Why 256 and not 1024? (or are you at the bandwidth already like that?)
There was a problem hiding this comment.
Yes, and for higher numbers, there is no real improvement on PVC at least.
algorithms/sycl/Reduction.cpp
Outdated
| // Explicity pass MO to load | ||
| // AccT expected = atomic.load(MO); | ||
|
|
||
| while(true){ |
There was a problem hiding this comment.
Make while(true) { if (condition) break; -> while(!condition)
algorithms/sycl/Reduction.cpp
Outdated
| // Using our own CAS loop | ||
| // AccT expected = atomic.load(MO); | ||
|
|
||
| while(true){ |
The improvement numbers I mentioned are for vector sizes of 1e4, and 1e5. I have not talked about 1e8 because that sounds unrealistic. For 1e8, 1e9 vector sizes, it shows ~ 130 times improvement, and that is in most cases not really applicable in production scenarios for us. We mostly do GTS these days only for scaling studies.
EDIT: I tried it on my workstation with
and it seems that
|
It seems to be present throughout the project. I will check these later with any relevant benchmarks, and if we decide to remove them, I will remove them across the project.

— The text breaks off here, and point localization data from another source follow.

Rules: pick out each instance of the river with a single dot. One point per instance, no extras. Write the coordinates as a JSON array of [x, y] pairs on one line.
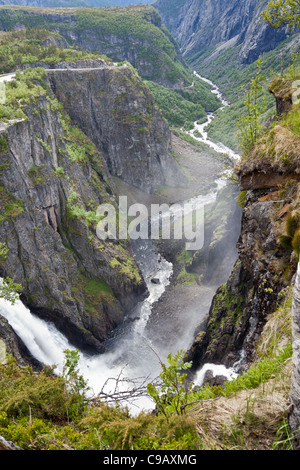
[[129, 353]]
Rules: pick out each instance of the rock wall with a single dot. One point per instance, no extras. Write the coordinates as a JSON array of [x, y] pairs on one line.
[[240, 307], [294, 419], [133, 33], [117, 112], [49, 187]]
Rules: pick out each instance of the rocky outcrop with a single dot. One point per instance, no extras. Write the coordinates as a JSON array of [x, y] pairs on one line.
[[133, 33], [219, 25], [56, 169], [52, 180], [294, 419], [241, 305]]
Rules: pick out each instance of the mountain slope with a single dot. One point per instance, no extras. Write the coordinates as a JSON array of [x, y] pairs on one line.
[[133, 33], [204, 28]]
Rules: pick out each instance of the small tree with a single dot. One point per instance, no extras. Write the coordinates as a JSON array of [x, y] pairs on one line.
[[249, 125], [283, 13], [173, 392], [76, 386]]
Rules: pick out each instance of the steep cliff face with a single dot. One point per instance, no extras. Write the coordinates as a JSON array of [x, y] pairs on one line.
[[241, 305], [203, 28], [117, 112], [133, 33], [267, 260], [295, 389], [52, 180]]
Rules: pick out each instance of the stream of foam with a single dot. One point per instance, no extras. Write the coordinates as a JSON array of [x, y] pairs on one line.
[[128, 350]]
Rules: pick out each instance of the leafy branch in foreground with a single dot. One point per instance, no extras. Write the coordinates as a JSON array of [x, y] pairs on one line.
[[173, 392], [249, 125], [283, 12]]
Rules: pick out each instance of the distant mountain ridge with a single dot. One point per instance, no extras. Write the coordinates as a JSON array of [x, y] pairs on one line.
[[206, 27], [73, 3]]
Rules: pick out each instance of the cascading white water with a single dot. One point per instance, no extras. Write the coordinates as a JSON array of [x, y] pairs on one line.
[[129, 349]]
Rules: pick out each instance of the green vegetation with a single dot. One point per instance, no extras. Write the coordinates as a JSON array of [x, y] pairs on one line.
[[138, 24], [283, 12], [24, 90], [249, 125], [28, 47], [173, 392], [234, 80], [9, 290], [291, 239]]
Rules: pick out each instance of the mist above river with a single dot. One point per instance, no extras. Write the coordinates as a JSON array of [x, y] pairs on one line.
[[163, 323]]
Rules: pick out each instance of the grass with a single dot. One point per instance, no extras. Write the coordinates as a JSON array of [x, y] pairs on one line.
[[38, 412], [278, 149]]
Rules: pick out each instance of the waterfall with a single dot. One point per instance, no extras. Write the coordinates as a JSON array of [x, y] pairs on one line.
[[128, 350]]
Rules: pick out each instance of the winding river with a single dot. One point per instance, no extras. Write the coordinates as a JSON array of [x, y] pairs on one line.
[[129, 352]]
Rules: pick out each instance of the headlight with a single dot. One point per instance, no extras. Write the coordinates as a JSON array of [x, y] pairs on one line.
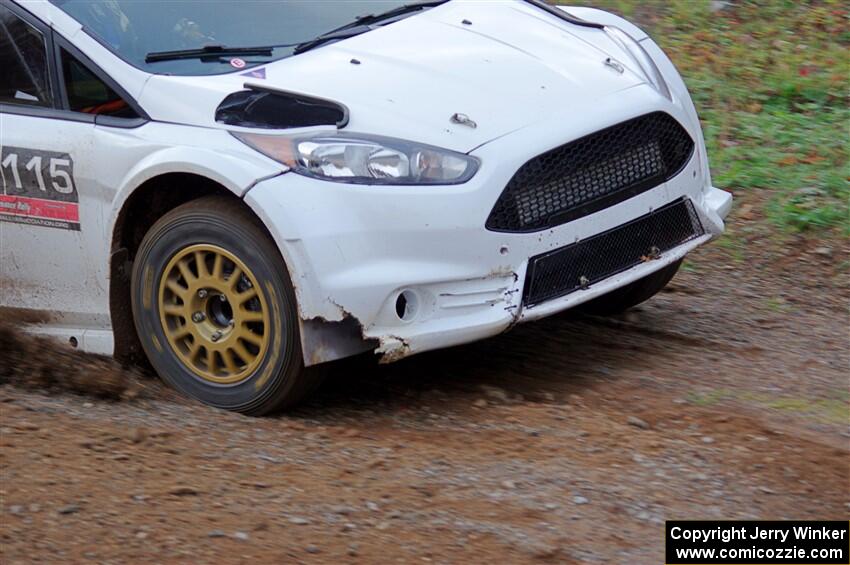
[[641, 58], [363, 159]]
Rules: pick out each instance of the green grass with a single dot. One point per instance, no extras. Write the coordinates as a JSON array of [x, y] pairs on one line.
[[770, 82]]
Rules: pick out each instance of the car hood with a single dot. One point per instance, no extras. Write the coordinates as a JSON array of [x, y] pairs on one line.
[[504, 65]]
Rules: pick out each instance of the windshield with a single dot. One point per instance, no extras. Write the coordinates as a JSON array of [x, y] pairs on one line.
[[136, 28]]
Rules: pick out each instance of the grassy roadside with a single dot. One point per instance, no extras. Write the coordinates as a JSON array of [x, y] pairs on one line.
[[770, 80]]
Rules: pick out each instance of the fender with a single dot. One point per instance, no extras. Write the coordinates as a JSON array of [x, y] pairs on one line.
[[236, 170]]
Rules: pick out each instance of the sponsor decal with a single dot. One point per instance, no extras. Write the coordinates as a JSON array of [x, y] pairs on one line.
[[255, 73], [38, 189]]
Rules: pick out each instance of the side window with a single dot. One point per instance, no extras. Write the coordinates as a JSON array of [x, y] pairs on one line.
[[90, 95], [23, 62]]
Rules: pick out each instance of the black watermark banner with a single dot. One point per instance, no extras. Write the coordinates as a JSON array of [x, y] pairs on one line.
[[757, 542]]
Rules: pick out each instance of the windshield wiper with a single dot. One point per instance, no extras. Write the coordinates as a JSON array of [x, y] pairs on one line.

I seem to have missed this barrier. Removed it, thank you! |
I know about the GTS thing. :) Ok; if that already helps with 1e4/1e5 (as... almost to be expected), then we should also adjust the CUDA/HIP kernels; probably the |
|
Also the failing test can be ignored; that's due to something running out of space in the GHA CI side. Not sure if we can really do anything about it at this point. |
|
@davschneller, just FYI, I tried the acpp installation locally again, and with the updated acpp, |
Hmm... Since not many people use the SYCL variant for NVIDIA hardware probably anyways, I think we can make the switch. |
I think my message was unclear. What I meant to say was that we need to update the acpp to something more recent. The recent version of it from their |
Review is taken care of, and Carsten's comments are implemented.
|
Yes recent versions of AdaptiveCpp have cmpxchg emulation when native fetch_min/max is not available. |
Modified sycl reduction algorithm based on @uphoffc's recommendation. Tested the fetch_add implementation and benchmarked it with the current speed on the PVC machine; the average runtime is around 1.5x-4x faster just for sycl reduction on the PVC machines. I did not test it with SeisSol, and as reduction is only a small component of SeisSol, I do not anticipate any significant speed-up in SeisSol runs due to this.
One problem was the
fetch_max()andfetch_min()methods with sm60, which throw some errors with registers, about which I am not entirely clear. I attempted to implement a manual CAS loop to overcome this. If anyone has ideas on how to surpass this, please let me know.The current failed CI test is due to some docker issue, which I am not clear about.
Can we also add the tests to the CI? There is a folder called
testswhose tests are not being called in CI as of now, if I understand correctly.